Whether it was 2001, 2008 or 2013, whenever Indian markets have been trading at a reasonable value and have come off sharply because of global factors, it has always been a good opportunity to buy. That in a nutshell, is the message from Prashant Jain, Chief Investment Officer and Executive Director, HDFC Mutual Fund.
In an interview to CNBC-TV18, Jain says investors should not be distracted by the ongoing global events, and should instead focus on India’s improving fundamentals.
“All macro indicators are green, and we should do well over time,” Jain tells CNBC-TV18.
According to Jain, the market’s aggregate price earning multiple is quite reasonable, and corporate earnings growth is at a 17-18 year low.
With the economy on the path to recovery, things can only get better from here on.

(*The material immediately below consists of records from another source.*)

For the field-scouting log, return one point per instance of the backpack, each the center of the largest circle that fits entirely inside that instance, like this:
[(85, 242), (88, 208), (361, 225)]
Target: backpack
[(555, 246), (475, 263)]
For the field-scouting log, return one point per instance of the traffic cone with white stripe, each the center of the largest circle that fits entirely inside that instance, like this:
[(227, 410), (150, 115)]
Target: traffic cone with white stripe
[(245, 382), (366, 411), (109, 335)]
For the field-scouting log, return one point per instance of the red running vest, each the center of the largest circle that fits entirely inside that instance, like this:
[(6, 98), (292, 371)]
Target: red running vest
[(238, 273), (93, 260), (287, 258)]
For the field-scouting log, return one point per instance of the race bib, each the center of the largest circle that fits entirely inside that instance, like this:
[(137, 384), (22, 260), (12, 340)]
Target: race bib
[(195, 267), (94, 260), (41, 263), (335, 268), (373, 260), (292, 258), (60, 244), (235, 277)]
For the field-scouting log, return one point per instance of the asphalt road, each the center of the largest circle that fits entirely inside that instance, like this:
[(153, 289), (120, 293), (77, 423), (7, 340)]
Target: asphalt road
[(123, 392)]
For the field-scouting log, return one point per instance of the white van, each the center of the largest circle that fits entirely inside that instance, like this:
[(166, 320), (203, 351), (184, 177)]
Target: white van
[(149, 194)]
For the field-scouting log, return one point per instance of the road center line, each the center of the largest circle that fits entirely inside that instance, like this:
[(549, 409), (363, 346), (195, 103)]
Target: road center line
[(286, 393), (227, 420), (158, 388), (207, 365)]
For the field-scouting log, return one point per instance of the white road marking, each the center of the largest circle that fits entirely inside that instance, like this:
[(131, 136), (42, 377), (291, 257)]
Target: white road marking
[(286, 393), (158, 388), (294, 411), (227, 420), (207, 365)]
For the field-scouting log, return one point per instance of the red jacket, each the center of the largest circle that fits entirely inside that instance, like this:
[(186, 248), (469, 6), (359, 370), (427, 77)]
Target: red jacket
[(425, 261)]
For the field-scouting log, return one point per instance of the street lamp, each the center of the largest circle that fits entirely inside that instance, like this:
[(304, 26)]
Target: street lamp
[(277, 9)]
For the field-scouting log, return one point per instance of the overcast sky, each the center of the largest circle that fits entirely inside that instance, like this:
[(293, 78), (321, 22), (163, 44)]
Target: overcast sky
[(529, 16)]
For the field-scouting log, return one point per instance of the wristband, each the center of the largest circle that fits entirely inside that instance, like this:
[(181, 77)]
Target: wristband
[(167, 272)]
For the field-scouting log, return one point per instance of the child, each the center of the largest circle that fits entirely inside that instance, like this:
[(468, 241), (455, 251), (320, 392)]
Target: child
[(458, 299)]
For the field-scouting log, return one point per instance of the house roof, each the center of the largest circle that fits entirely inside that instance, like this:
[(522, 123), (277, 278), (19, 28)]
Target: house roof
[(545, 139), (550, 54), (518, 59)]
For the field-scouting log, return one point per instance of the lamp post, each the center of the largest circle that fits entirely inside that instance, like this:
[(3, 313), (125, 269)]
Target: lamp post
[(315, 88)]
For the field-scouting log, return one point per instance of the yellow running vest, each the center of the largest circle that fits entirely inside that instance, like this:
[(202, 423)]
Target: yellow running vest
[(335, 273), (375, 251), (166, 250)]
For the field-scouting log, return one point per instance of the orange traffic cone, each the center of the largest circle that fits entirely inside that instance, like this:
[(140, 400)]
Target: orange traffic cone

He says India should not be too concerned about weak global demand as its share of global exports is low. At the same time, India will be one of the biggest beneficiaries of lower commodity prices, particularly crude.
In effect, lower commodity prices should more than offset any negatives arising from lower exports, Jain says.
He says the market is in a transition phase from a consumption-led growth story to an investment-led one.
Investment cycles take time to revive, and an uptick is underway, he says. However, the recovery in the manufacturing sector will be slower, and that is partly because of the weakness in the metal sector.
Jain is bullish on financials as these benefit the most in a recovering economy. He is bullish on consumer discretionary, but is cautious on FMCG as he feels the high valuations are not yet pricing a much lower inflation going forward.
Investors looking to invest in equities for the next three to four years can safely expect a 15 percent compounded return, he feels.
Below is the transcript of Prashant Jain’s interview with Latha Venkatesh and Sonia Shenoy.
Sonia: You have been with us through many of these patches where we have seen big swoops on the downside and equally big swoops on the upside. What is your advice to investors at a turbulent time like this?
A: As I have often said in the past and just to highlight once again that equity are volatile and a hard to predict asset class over a short period of time. What we have also seen is that one should focus on the local fundamentals because that is a driver of market medium to long-term. And one has observed that whenever market has fallen despite good fundamentals locally, due to global factors, these have proven to be very good times to invest in the medium to long-term view. So, I feel the same that the Indian economy is on the path to recovery, our current account is in very good shape, India has great growth prospects, our interest rates should come off as inflation has fallen much more than what was expected. So, all macro-economic indicators are green and we should do quite well over time.
Latha: Actually, you were with us, if I remember right, almost exactly two years ago when the market was falling like nine pins and the Nifty had touched 5,100 intra-day. You were in our studio at that time and you were telling us will you ever get State Bank of India (SBI) at these levels? Will you ever get any of these stocks, I mean you specifically picked up certain stocks and said will you ever get these at these levels? Can you say that with the same conviction of many of the Nifty stocks even now?
A: I do not recall, your memory is probably better than mine, but I think there is value in this market. I mean you look at the aggregate price- earnings ratio (PE) multiples which are reasonable. Corporate profitability is at a 17-18 year low. So, there are challenges in the commodity space but for many other companies, margins should improve. And as we go along, I see no reason why growth rate should not pick up and interest rate should not come down. So, I am optimistic about the markets. I just feel that the consumer companies might disappoint because the multiples are probably not pricing in the impact of a much lower inflation which will lower the growth rates of these companies quite significantly.
Sonia: That point is taken about the local impending growth story. But there is growth despair amongst global markets and that is what causing widespread pessimism. Do you think that the impact of the contracted demand in a market like China has already been priced into global markets or could there be some more to go?
A: One, India’s share of global exports is extremely low and our growth is more correlated to how we can grow that share and less to global economy per se. But, on the flipside, we benefit a lot more from lower crude prices. India is one of the very few emerging markets which benefits from lower commodity prices. Most emerging markets will come under a lot of pain. So, India clearly stands out as being a big beneficiary of lower commodity prices which I think more than off-sets several times any negative impact on the exports that we might see.